Bruder Felix Kroos mit konkreterer Traumelf
Während sich Toni Kroos nicht weiter in die Karten schauen lassen wollte, wurde sein Bruder Felix deutlich konkreter. Er verlas bereits seine persönliche Traumelf für die Nationalmannschaft. Überraschend dabei: Deutschland würde unter seiner Führung vor Torhüter Oliver Baumann mit einer Dreierkette agieren, und Schlotterbeck würde dabei außen vor bleiben.
Stattdessen fiel seine Wahl auf die Defensivreihe mit Jonathan Tah, Antonio Rüdiger und Yann Bisseck. „Weil sonst drei Alphatiere nebeneinander spielen würden“, begründete Felix Kroos seine Entscheidung mit Blick auf Schlotterbeck. Auch im Mittelfeld überraschte er mit seiner Auswahl von Jamie Leweling auf der rechten Außenbahn.
Daneben würde er auf Joshua Kimmich, Aleksandar Pavlovic und David Raum setzen. Die offensive Dreierreihe führen bei ihm Jamal Musiala und Florian Wirtz an. Als zentraler Stürmer wählte Felix Kroos Deniz Undav aus. Diese Aufstellung zeigt deutlich unterschiedliche taktische Vorstellungen innerhalb der Kroos-Familie.

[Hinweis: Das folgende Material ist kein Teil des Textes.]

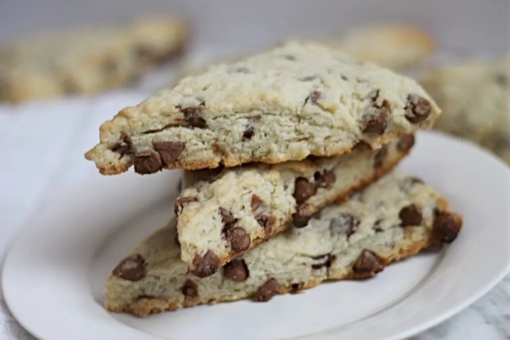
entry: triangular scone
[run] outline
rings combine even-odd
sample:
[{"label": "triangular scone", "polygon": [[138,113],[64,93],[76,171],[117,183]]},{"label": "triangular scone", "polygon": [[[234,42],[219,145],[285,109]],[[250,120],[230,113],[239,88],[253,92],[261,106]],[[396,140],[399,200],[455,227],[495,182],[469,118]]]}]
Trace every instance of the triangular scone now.
[{"label": "triangular scone", "polygon": [[325,280],[371,276],[392,261],[452,242],[462,226],[461,216],[434,190],[393,172],[347,203],[326,207],[308,225],[280,233],[200,279],[181,260],[172,220],[114,270],[105,304],[111,311],[145,316],[248,297],[266,301]]},{"label": "triangular scone", "polygon": [[199,277],[335,201],[346,200],[393,169],[412,135],[379,149],[278,164],[186,171],[175,204],[181,258]]},{"label": "triangular scone", "polygon": [[440,110],[414,80],[312,43],[288,43],[181,80],[99,129],[103,174],[196,170],[377,148]]}]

Diskussion um optimale DFB-Formation entfacht
Die Veröffentlichung der beiden Wunschelf-Aufstellungen hat eine lebhafte Diskussion über die optimale Taktik für die deutsche Nationalmannschaft entfacht. Während Toni Kroos auf bewährte Muster aus der erfolgreichen Vergangenheit setzt und Schlotterbeck in einer ungewöhnlichen Rolle sieht, bevorzugt sein Bruder Felix eine modernere Dreierkette mit anderen personellen Besetzungen.
Beide Konzepte haben ihre Vor- und Nachteile, und es bleibt abzuwarten, welchen Weg der aktuelle Bundestrainer letztendlich einschlagen wird. Die Debatte zeigt jedoch, wie intensiv sich selbst ehemalige Profis wie die Kroos-Brüder mit der Zukunft des deutschen Fußballs auseinandersetzen.